October 10th, 2008 at 10:12 am
That was worth waiting for =) I’m sorry I was so out of it last night! I will try to talk to you next when there are no kids around.
October 10th, 2008 at 8:19 pm
you realize you are crushing any hopes of my kids future travels on their own. this coming from someone who travled at 19 with her 14 year old brother, just the two of us, to the UK in 1983. Looking back, it wasn’t the wisest choice as there were still IRA issues at the time.
Oh, don’t mind the worrying mom in me. You just have fun.
October 10th, 2008 at 8:58 pm
glad to see updates with pics! Find a boat yet? Best just blow through Colombia considering your luck thus far with banditos.
When do you think you’ll be hitting Peru and Chile? xmas perhaps?
October 10th, 2008 at 11:58 pm
Well well DaveG - nice to see you’re taking some pictures once again. I was starting to think I was going to have to read my way through South America - and you know I prefer picture books (I would also accept BLOG on Tape)
October 11th, 2008 at 10:20 pm
wowow
so when you shot by the cane fields did you see any hint of the three dudes hiding in the fields?
That was cool of the truck driver to tip you off — but again, what I don’t understand is, all the locals seem to be well aware of all of these pricks, why can’t there be a crackdown? It’d be shooting fish in a barrel catching them when all you need is a couple of white guys on bikes as a setup!
Maybe with you and others blogging about your experiences the governments will come to the realization that those kind of stories will undoubtedly scare off less- adventurous tourists like us from even wanting to visit those countries — and will start doing something about it.
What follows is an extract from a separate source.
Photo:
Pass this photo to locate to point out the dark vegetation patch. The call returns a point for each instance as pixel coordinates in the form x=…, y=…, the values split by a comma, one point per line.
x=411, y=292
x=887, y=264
October 13th, 2008 at 8:54 am
The more I think about it, the more I think your almost-robbery story reflects well on El Salvador. The truck driver could have minded his own business and left you guys to fend for yourselves, but he went out on a limb for foreigners he didn’t even know and would never see again, and risked getting robbed himself…I’d like to think that he is the norm and not the exception of a typical El Salvadorian.
October 13th, 2008 at 4:34 pm
I agree with lobo here and would like to add that gringovigilantes.com is available. That could be your contribution to emerging countries DG. Think of the logo possibilities!
October 13th, 2008 at 11:43 pm
exactly…
…and I think Chris Hansen is available…
October 14th, 2008 at 6:51 am
So do these bandits just wait out in the jungle until some poor unsuspecting American motorcycle rider happens along? I think it more likely that these guys saw you in town and knew you would be heading out that way. Well done escaping them!
Have fun and thanks for the pictures!!
October 16th, 2008 at 1:42 pm
They probably saw or heard about us riding in the night before. I doubt they see many giant bikes. It isn’t because we’re gringo or foreign, but because we’re riding big bikes. In countries with poverty it makes no sense to buy a big bike because with that much money you could buy a car.
Anyone with that kind of money is a target.
We did stop and ask for directions so they may have known that we were gringos too.